One class of drugs that could represent a risk factor for H. canis infection and that interfere with host immune system are biologic agents and Janus kinase inhibitors (JAKi) used in the treatment of rheumatoid arthritis (RA) and other conditions [17]. Kourbeti et al. have shown that biologic agents used in the treatment of RA are associated with 1.5-2-fold increased risk of opportunistic infections, especially for mycobacterial and viral infections [18]. However, no data for NHPS are available.

One of the common biologic agents used for RA management is rituximab (RTX), a B-cell depleting drug [17]. A common side effect of RTX treatment is secondary hypogammaglobulinemia which has been observed in up to 40% of patients treated with RTX [19]. It is unclear whether a reduction in immunoglobulins correlates to a higher risk of infection.
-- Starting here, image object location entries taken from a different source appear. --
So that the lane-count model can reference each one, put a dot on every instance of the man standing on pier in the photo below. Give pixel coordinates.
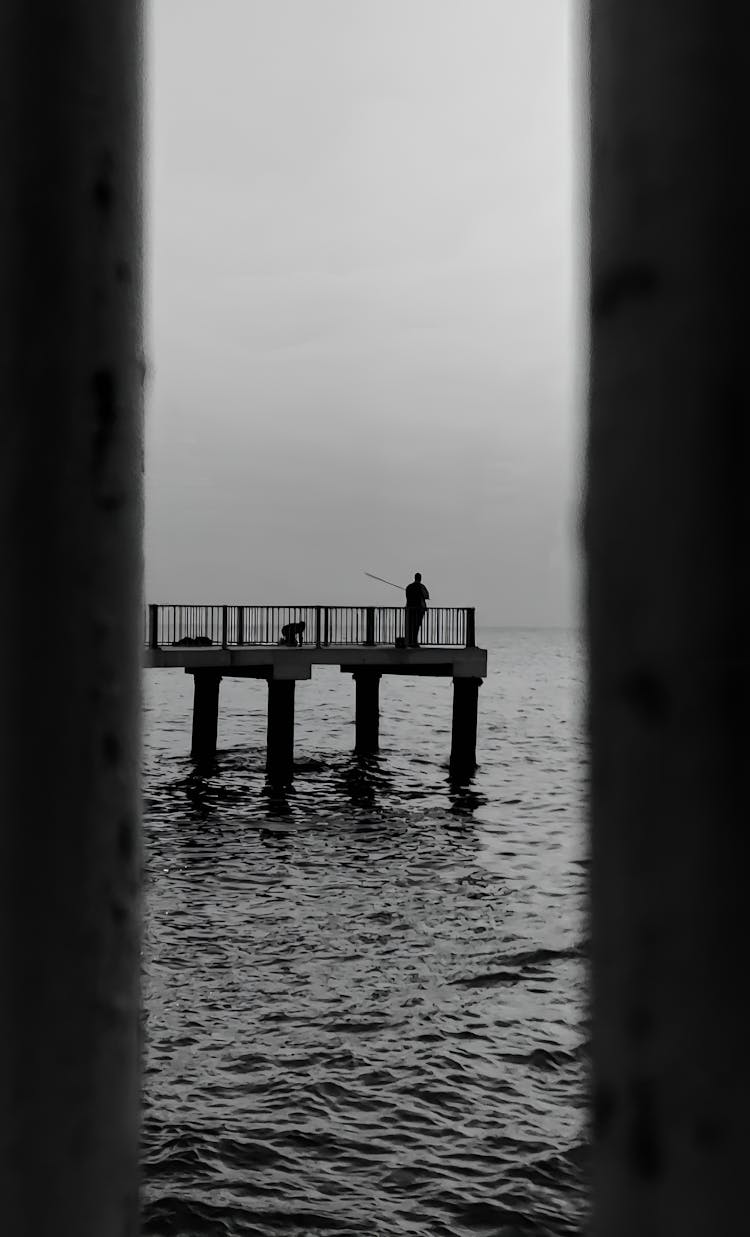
(416, 605)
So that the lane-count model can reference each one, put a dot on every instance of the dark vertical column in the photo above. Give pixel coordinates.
(667, 537)
(71, 511)
(206, 714)
(280, 753)
(463, 739)
(366, 687)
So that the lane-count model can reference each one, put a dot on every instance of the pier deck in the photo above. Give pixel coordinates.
(213, 642)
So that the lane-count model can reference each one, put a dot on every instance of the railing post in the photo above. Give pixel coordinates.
(470, 627)
(152, 626)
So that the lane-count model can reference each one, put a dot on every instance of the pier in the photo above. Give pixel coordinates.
(282, 643)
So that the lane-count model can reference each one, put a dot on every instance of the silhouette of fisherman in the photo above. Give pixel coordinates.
(416, 606)
(290, 632)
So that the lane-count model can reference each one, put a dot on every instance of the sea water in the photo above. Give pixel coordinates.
(365, 1001)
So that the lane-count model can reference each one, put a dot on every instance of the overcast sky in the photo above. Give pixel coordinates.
(362, 264)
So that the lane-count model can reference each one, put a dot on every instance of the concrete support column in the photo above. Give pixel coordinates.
(206, 714)
(463, 737)
(667, 538)
(71, 513)
(280, 753)
(366, 685)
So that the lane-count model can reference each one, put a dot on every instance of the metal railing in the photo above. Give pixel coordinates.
(323, 626)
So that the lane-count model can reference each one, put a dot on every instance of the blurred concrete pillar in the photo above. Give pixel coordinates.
(668, 615)
(71, 627)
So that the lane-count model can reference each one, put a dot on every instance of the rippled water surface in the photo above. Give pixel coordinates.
(365, 1003)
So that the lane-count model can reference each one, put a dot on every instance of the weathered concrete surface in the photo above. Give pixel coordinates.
(71, 465)
(296, 663)
(668, 616)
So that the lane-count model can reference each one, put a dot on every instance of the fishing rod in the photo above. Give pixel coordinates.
(385, 582)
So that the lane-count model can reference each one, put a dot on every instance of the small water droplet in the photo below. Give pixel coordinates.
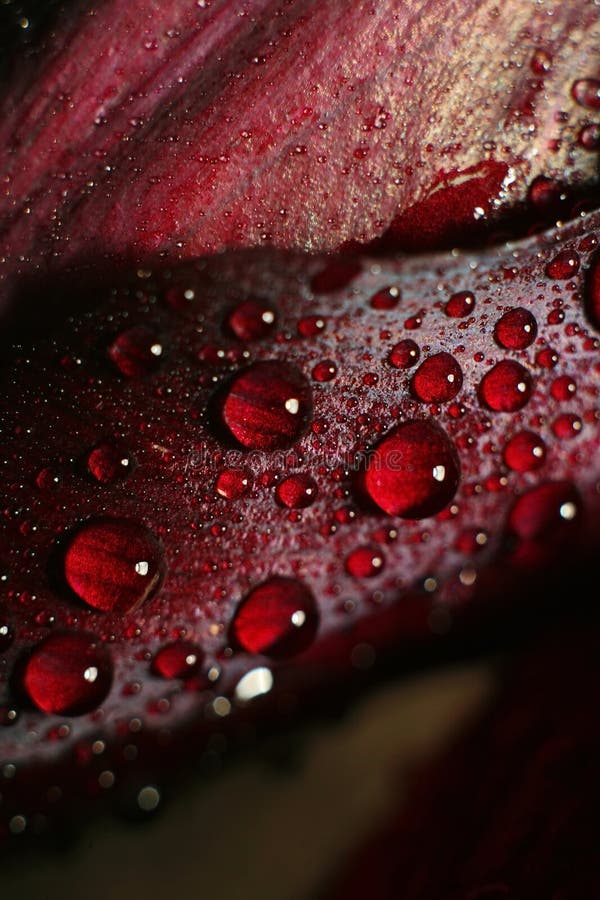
(297, 491)
(460, 305)
(404, 354)
(234, 483)
(516, 329)
(438, 379)
(179, 659)
(251, 320)
(586, 92)
(507, 387)
(387, 298)
(365, 562)
(108, 463)
(136, 352)
(564, 265)
(525, 452)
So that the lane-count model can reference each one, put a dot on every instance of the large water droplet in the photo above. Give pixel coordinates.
(251, 320)
(68, 674)
(516, 329)
(114, 564)
(278, 618)
(438, 379)
(414, 471)
(267, 406)
(506, 387)
(525, 452)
Recent large cohort study, investigating RTX infection profiles, concluded that only patients with lower immunoglobulin G (IgG) levels before RTX initiation had increased risk for severe infection events within 12 months of RTX initiation [20].

On the other hand, JAKi (e.g., tofacitinib, baricitinib) are novel drugs that reversibly inhibit JAK and interfere with cytokine function and signal transduction to the nucleus via the JAK/STAT pathway [17]. Compared to patients treated with biologic agents, patients treated with JAKi have a higher risk of herpes zoster infection, whereas the risk for other infections is like one observed in patients treated with biologic agents [21].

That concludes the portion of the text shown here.